Republic of Congo



President Denis Sassou Nguesso has maintained power for more than three decades by using legislation and his security forces to intimidate citizens and repress political opponents.

Although the Republic of Congo constitution guarantees the right to assembly and peaceful protests, freedom of expression, access to information and communication, and prohibits censorship, government authorities regularly violate these rights using national law provisions. Political opponents, human rights defenders, and journalists are pressured, threatened, and imprisoned. Groups must receive official authorization from local and national authorities to hold public assemblies, and permission is routinely denied. Government forces employ excessive violence against protesters or to disperse assemblies.

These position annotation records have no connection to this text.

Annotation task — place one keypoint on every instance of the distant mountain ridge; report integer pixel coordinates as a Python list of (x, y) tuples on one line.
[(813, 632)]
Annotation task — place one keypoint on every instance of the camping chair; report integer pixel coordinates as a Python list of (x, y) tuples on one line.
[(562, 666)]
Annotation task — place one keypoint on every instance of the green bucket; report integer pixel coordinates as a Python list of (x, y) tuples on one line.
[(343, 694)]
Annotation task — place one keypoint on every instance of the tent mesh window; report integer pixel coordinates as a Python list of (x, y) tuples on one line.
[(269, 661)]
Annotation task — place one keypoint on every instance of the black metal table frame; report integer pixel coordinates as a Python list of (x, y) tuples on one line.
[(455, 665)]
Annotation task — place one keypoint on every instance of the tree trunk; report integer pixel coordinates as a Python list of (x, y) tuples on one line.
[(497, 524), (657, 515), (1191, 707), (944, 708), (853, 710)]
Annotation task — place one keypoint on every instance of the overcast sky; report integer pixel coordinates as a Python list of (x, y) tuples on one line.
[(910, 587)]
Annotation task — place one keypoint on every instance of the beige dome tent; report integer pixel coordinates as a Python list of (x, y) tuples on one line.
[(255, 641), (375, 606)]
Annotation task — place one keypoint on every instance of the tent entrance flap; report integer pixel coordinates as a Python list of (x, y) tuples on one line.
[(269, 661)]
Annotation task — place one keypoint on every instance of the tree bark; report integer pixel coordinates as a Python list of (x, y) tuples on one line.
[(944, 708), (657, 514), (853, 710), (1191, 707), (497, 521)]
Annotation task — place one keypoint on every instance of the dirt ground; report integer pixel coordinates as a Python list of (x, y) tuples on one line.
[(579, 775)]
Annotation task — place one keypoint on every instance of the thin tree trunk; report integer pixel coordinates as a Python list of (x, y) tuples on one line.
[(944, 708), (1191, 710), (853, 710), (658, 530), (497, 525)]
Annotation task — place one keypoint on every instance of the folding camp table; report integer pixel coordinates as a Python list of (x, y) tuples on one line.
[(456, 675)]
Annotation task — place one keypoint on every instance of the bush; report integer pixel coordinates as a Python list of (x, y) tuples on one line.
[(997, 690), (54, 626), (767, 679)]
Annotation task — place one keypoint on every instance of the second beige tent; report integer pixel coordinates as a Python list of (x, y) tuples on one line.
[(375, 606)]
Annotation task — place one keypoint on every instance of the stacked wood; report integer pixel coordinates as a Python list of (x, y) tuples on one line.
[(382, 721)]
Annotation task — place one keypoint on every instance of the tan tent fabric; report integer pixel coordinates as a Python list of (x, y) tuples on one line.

The constitution and national laws also prohibit arbitrary arrest and detention. But the current government frequently ignores these laws and relies on more restrictive legislation for arrests and detentions of political opponents, journalists and human rights defenders. The constitution and laws give detainees the right to challenge their detention before a judge or authority and due process, but these are routinely ignored.

The Nguesso administration has been consistently linked to cases of torture, which is prohibited under the constitution. National law contains a general prohibition against assault and battery, but there is no legal framework specifically banning torture under the criminal code and the judicial remedy is impossible as the judicial system is underfunded, dominated by Sassou Nguesso’s administration and his allies and is vulnerable to corruption and political influence.

As a result, dozens of political opponents remain in detention; some are prisoners of conscience. There are reports of cases of cruel, inhuman, and degrading treatment by security forces and prison guards. But no investigations have been conducted into these allegations.


The Republic of Congo is a signatory to the Torture Convention. It is therefore incumbent on President Sassou Nguesso to change his country’s laws to comply with international standards, the United States urges him to do that as quickly as possible and to ensure his security forces  adhere to these standards.


  • The White House and the Department of State should write to President Denis Sassou Nguesso and urge him to change the definition of torture in its criminal code to align with the UN Convention Against Torture and investigate all allegations of torture and ill-treatment, and bring suspected perpetrators to justice in fair trials.


Adotei Akwei

Deputy Director, Advocacy & Government Relations

(202) 509-8148

[email protected]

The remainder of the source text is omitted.